I have no idea!!! I have not had a CBC in a long time. I did have 2 nasty chest colds this past winter and rarely get a cold.
My doctor does not seem to be ordering routine tests unless some indication to do so. I am in Canada and health care budget is out of sight and so I think doctors are being monitored re what they order and why.

 

[Gondwanaland]

http://ajcn.nutrition.org/content/73/3/613.full.pdf+html
Am J Clin Nutr. 2001 Mar;73(3):613-21.
Determinants of plasma total homocysteine concentration in the Framingham Offspring cohort.
Jacques PF1, Bostom AG, Wilson PW, Rich S, Rosenberg IH, Selhub J.
Author information

Abstract
BACKGROUND:
Established determinants of fasting total homocysteine (tHcy) concentration include folate and vitamin B-12 status, serum creatinine concentration, and renal function.

OBJECTIVE:
Our objective was to examine the relation between known and suspected determinants of fasting plasma tHcy in a population-based cohort.

DESIGN:
We examined the relations between fasting plasma tHcy concentrations and nutritional and other health factors in 1960 men and women, aged 28-82 y, from the fifth examination cycle of the Framingham Offspring Study between 1991 and 1994, before the implementation of folic acid fortification.

RESULTS:
Geometric mean tHcy was 11% higher in men than in women and 23% higher in persons aged > or = 65 y than in persons aged < 45 y (P < 0.001). tHcy was associated with plasma folate, vitamin B-12, and pyridoxal phosphate (P for trend < 0.001).
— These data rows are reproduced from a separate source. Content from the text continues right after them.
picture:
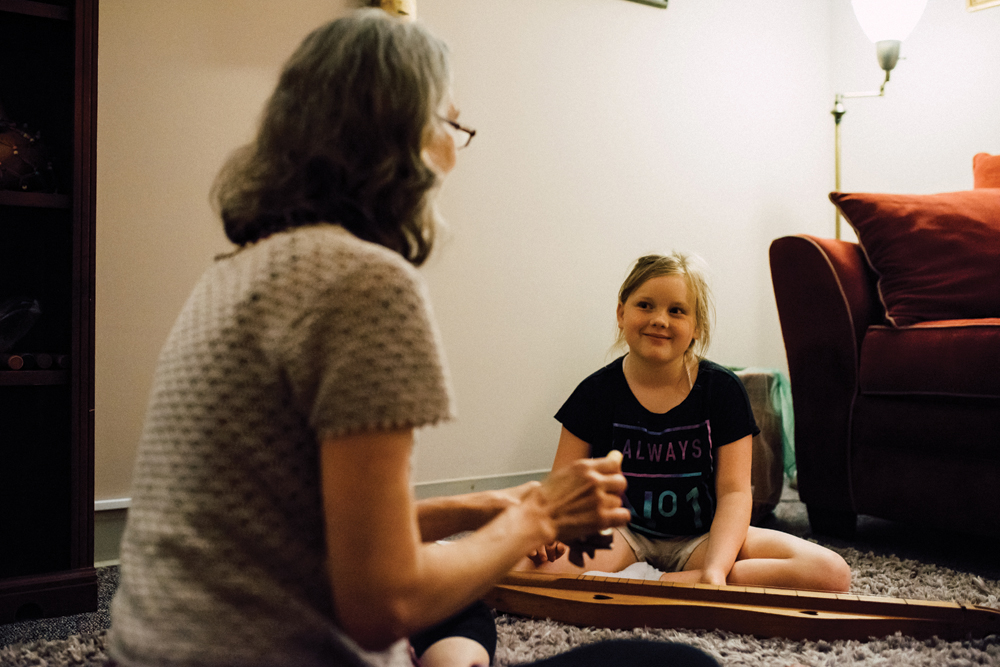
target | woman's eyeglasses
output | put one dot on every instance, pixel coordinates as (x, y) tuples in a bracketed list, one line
[(465, 134)]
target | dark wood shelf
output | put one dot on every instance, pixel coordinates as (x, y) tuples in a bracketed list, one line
[(34, 378), (34, 199), (48, 70), (43, 10)]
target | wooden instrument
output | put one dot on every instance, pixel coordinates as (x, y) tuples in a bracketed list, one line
[(624, 604)]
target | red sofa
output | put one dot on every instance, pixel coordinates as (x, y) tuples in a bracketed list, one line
[(893, 347)]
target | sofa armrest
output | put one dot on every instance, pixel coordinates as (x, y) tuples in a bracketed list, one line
[(826, 300)]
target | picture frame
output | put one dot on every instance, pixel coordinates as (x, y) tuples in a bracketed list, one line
[(976, 5)]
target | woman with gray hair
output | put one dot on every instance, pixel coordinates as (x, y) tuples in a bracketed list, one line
[(273, 519)]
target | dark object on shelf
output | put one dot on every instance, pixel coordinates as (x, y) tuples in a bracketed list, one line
[(14, 362), (17, 316), (25, 163)]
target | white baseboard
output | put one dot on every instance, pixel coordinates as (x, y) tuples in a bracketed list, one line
[(110, 515)]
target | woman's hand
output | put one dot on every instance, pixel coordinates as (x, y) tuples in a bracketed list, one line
[(582, 498), (548, 553)]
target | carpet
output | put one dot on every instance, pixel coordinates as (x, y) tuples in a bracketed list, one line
[(885, 559)]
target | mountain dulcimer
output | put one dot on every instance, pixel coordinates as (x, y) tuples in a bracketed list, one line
[(765, 612)]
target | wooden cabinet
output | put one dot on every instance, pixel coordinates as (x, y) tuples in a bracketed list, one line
[(48, 88)]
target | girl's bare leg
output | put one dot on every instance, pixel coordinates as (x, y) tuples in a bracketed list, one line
[(455, 652), (772, 558)]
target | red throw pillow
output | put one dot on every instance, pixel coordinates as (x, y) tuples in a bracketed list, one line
[(937, 256), (986, 170)]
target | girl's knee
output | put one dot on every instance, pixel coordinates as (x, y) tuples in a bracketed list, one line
[(832, 573)]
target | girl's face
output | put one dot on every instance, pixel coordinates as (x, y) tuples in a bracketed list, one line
[(658, 320), (440, 151)]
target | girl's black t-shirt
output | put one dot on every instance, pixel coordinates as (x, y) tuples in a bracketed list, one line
[(668, 459)]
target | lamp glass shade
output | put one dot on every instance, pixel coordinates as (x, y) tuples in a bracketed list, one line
[(888, 19)]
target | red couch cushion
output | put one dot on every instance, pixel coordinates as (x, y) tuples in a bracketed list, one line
[(986, 171), (937, 256), (958, 358)]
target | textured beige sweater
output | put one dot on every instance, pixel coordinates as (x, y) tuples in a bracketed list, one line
[(307, 332)]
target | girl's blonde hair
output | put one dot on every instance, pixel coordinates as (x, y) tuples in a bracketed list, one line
[(675, 264)]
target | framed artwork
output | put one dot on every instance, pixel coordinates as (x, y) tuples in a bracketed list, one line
[(974, 5)]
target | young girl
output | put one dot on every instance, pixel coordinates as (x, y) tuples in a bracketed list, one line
[(684, 427)]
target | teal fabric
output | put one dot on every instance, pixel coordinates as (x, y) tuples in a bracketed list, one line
[(781, 401)]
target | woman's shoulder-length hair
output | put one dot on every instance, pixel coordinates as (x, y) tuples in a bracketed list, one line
[(340, 138)]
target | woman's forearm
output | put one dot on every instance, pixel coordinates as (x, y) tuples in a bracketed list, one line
[(387, 583), (445, 516)]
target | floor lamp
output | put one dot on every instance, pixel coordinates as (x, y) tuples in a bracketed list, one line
[(887, 23)]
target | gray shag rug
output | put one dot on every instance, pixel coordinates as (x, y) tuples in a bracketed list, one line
[(885, 559)]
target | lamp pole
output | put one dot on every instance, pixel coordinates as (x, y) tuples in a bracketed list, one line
[(888, 54)]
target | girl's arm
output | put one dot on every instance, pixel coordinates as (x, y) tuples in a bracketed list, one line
[(571, 448), (387, 583), (732, 513)]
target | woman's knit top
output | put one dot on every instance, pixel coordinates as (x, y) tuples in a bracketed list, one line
[(307, 333)]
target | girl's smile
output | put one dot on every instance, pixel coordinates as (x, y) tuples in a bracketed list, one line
[(658, 320)]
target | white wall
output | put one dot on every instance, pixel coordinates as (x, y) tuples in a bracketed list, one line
[(607, 129)]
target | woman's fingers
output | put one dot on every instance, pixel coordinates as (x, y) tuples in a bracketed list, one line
[(585, 497)]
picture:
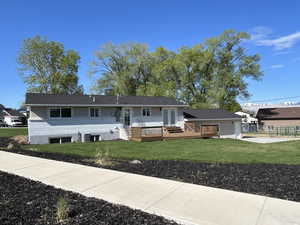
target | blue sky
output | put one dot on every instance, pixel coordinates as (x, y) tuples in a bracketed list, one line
[(86, 25)]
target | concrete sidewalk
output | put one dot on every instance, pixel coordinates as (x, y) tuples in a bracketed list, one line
[(182, 202)]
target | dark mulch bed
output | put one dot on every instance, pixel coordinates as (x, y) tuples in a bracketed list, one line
[(26, 202), (280, 181)]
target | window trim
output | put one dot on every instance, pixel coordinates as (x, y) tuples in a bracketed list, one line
[(60, 117), (60, 139), (150, 111), (95, 117)]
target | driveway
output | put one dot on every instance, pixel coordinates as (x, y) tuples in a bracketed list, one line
[(185, 203), (265, 140)]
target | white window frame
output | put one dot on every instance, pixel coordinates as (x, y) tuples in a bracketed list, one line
[(94, 117), (60, 117), (60, 137), (142, 112), (169, 116)]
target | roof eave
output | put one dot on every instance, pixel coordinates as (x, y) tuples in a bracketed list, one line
[(107, 105), (197, 119)]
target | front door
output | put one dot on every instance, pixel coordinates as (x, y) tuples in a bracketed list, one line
[(127, 117), (169, 117)]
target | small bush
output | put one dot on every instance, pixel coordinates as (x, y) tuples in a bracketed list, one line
[(61, 209), (103, 157)]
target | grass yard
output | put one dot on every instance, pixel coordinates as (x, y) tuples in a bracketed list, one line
[(10, 132), (203, 150)]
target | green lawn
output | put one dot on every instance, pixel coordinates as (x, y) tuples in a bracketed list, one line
[(204, 150), (10, 132)]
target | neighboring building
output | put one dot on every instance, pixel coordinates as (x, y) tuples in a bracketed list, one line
[(249, 122), (271, 118), (227, 124)]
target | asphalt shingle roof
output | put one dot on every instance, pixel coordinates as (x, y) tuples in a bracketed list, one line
[(279, 113), (48, 99), (13, 112), (208, 114)]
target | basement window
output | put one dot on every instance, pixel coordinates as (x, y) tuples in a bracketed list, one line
[(146, 112), (60, 113), (95, 138), (60, 140), (94, 112)]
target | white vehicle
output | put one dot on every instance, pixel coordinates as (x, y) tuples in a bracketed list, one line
[(13, 121)]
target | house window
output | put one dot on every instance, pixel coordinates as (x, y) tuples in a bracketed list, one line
[(60, 113), (59, 140), (94, 112), (55, 113), (66, 112), (94, 138), (146, 112)]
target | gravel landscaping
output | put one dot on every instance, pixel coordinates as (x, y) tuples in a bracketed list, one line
[(27, 202), (280, 181)]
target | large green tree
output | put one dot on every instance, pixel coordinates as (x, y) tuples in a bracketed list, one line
[(125, 69), (212, 74), (47, 68)]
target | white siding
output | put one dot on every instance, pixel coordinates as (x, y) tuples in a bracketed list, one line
[(41, 127), (227, 128)]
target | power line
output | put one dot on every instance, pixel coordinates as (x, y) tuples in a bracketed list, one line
[(273, 99)]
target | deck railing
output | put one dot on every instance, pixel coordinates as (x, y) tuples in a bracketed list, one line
[(138, 132)]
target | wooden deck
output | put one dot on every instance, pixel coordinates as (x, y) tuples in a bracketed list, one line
[(138, 134)]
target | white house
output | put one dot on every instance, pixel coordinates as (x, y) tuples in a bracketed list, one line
[(70, 118)]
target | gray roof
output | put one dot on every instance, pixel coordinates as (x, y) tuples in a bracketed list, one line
[(278, 113), (54, 99), (209, 114), (13, 112)]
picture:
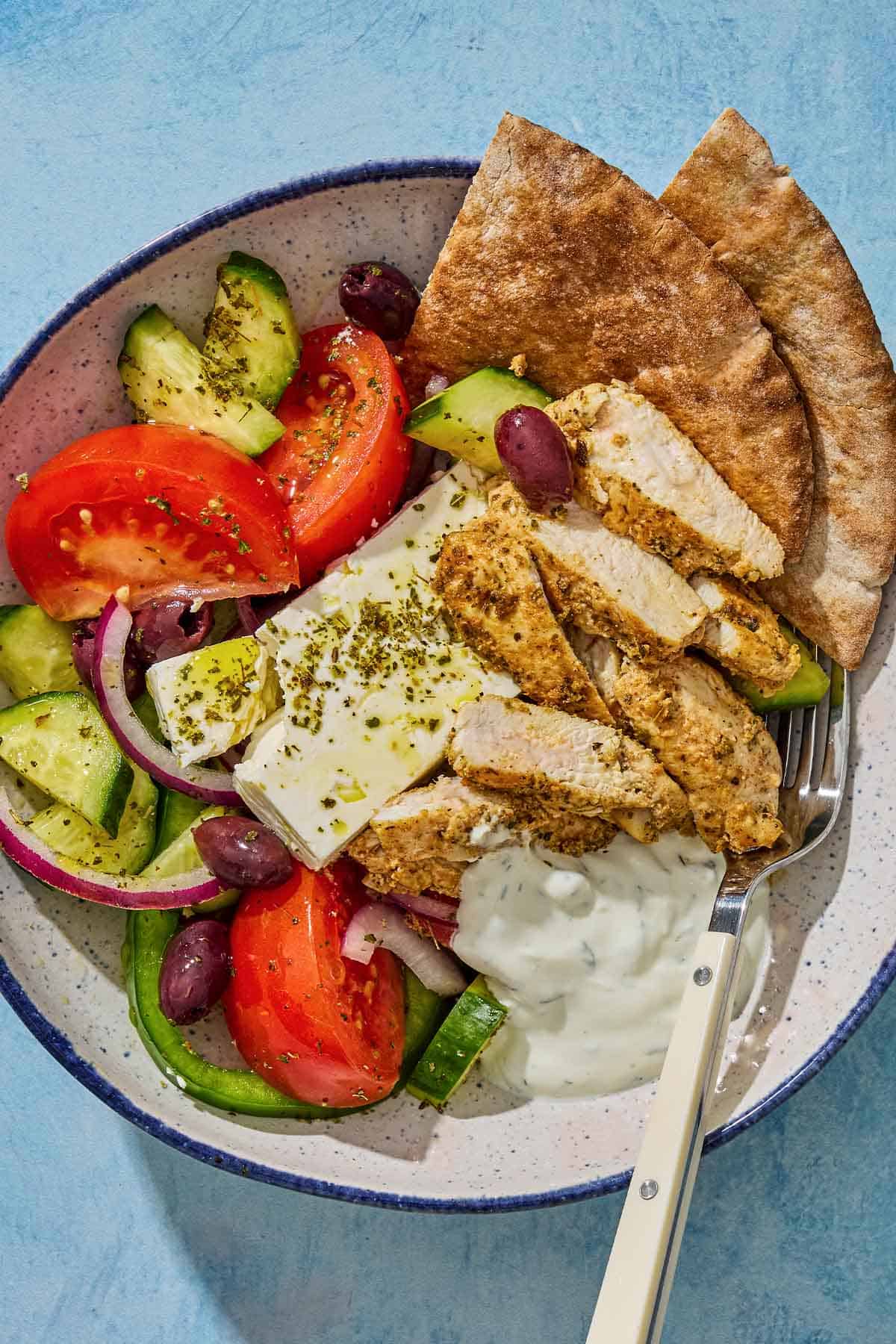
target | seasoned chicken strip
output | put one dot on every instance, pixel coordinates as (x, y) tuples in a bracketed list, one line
[(602, 582), (492, 589), (396, 871), (561, 761), (706, 735), (743, 633), (647, 480), (454, 820)]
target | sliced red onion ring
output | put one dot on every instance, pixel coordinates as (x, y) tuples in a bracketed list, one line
[(132, 737), (378, 925), (249, 617), (428, 907), (252, 617), (37, 858)]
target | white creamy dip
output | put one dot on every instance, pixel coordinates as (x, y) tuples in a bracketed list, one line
[(590, 956)]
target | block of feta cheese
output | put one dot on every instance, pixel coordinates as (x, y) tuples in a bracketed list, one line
[(211, 699), (373, 676)]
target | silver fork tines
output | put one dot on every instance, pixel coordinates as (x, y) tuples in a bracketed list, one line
[(813, 745)]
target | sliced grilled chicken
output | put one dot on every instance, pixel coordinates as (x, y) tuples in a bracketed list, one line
[(391, 871), (492, 589), (559, 761), (706, 735), (648, 482), (454, 820), (602, 582), (742, 633)]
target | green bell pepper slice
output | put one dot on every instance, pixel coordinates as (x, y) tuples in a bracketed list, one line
[(237, 1089)]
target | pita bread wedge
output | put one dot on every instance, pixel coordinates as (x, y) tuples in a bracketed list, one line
[(774, 241), (561, 257)]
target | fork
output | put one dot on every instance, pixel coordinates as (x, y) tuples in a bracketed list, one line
[(632, 1305)]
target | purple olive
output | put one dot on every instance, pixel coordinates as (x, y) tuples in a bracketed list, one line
[(535, 456), (379, 296), (195, 971), (242, 853), (164, 629), (82, 653)]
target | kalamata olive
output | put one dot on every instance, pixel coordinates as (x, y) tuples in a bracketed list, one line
[(379, 296), (195, 971), (82, 652), (242, 853), (164, 629), (535, 456)]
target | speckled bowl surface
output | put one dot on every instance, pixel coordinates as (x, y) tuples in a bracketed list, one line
[(833, 917)]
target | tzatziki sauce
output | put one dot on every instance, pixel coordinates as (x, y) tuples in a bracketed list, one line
[(590, 956)]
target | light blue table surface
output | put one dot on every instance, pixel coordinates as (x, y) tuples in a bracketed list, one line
[(121, 120)]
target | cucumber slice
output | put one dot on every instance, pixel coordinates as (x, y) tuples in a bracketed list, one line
[(60, 744), (808, 685), (423, 1012), (168, 381), (461, 420), (35, 652), (181, 855), (457, 1045), (250, 331), (129, 853), (176, 812), (146, 712)]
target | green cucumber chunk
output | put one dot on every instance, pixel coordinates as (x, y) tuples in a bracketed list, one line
[(148, 933), (181, 855), (423, 1014), (169, 382), (250, 331), (146, 712), (176, 812), (73, 838), (60, 742), (223, 618), (808, 685), (457, 1045), (35, 652), (461, 420)]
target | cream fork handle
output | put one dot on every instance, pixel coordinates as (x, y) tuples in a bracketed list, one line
[(635, 1288)]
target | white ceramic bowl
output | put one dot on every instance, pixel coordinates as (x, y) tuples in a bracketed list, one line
[(833, 917)]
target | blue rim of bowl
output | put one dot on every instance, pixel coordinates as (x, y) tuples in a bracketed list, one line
[(58, 1045)]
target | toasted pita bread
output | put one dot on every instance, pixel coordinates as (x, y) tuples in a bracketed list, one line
[(771, 238), (561, 257)]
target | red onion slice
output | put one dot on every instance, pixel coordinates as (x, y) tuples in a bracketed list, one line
[(37, 858), (249, 617), (378, 925), (132, 737), (428, 907)]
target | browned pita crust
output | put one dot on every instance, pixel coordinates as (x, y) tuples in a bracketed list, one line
[(563, 258), (771, 238)]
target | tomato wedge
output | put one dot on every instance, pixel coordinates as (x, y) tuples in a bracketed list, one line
[(319, 1027), (153, 510), (343, 460)]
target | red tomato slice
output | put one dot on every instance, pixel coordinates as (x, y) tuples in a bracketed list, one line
[(343, 460), (156, 510), (321, 1028)]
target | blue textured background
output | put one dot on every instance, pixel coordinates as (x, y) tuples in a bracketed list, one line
[(120, 121)]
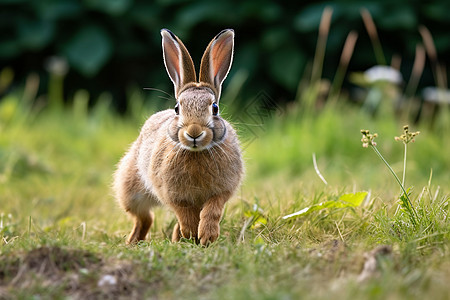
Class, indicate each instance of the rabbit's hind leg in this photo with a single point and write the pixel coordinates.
(187, 226)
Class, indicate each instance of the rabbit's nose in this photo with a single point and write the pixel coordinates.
(194, 131)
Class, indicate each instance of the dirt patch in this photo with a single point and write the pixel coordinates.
(75, 273)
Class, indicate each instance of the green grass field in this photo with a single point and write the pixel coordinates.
(63, 235)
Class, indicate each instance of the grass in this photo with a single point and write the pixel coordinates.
(63, 235)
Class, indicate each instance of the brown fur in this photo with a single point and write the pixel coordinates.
(191, 161)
Dietary folate, vitamin B-6, and riboflavin were associated with tHcy among non-supplement users (P for trend < 0.01). The tHcy concentrations of persons who used vitamin B supplements were 18% lower than those of persons who did not (P < 0.001). tHcy was positively associated with alcohol intake (P for trend = 0.004), caffeine intake (P for trend < 0.001), serum creatinine (P for trend < 0.001), number of cigarettes smoked (P for trend < 0.001), and antihypertensive medication use (P < 0.001).

CONCLUSIONS:
Our study confirmed, in a population-based setting, the importance of the known determinants of fasting tHcy and suggested that other dietary and lifestyle factors, including vitamin B-6, riboflavin, alcohol, and caffeine intakes as well as smoking and hypertension, influence circulating tHcy concentrations.
(...)
Riboflavin is a cofactor for methylenete-
trahydrofolate reductase, an enzyme involved in the remethylation
of homocysteine to methionine (16). Vitamin B-6 plays a role in
homocysteine transsulfuration and catabolism, but the relation
between vitamin B-6 status and fasting tHcy concentrations has
received little attention. An inverse association was reported
between circulating tHcy concentrations and protein intake (17),
and positive associations were found between homocysteine and
consumption of alcohol (18) and coffee (17, 19).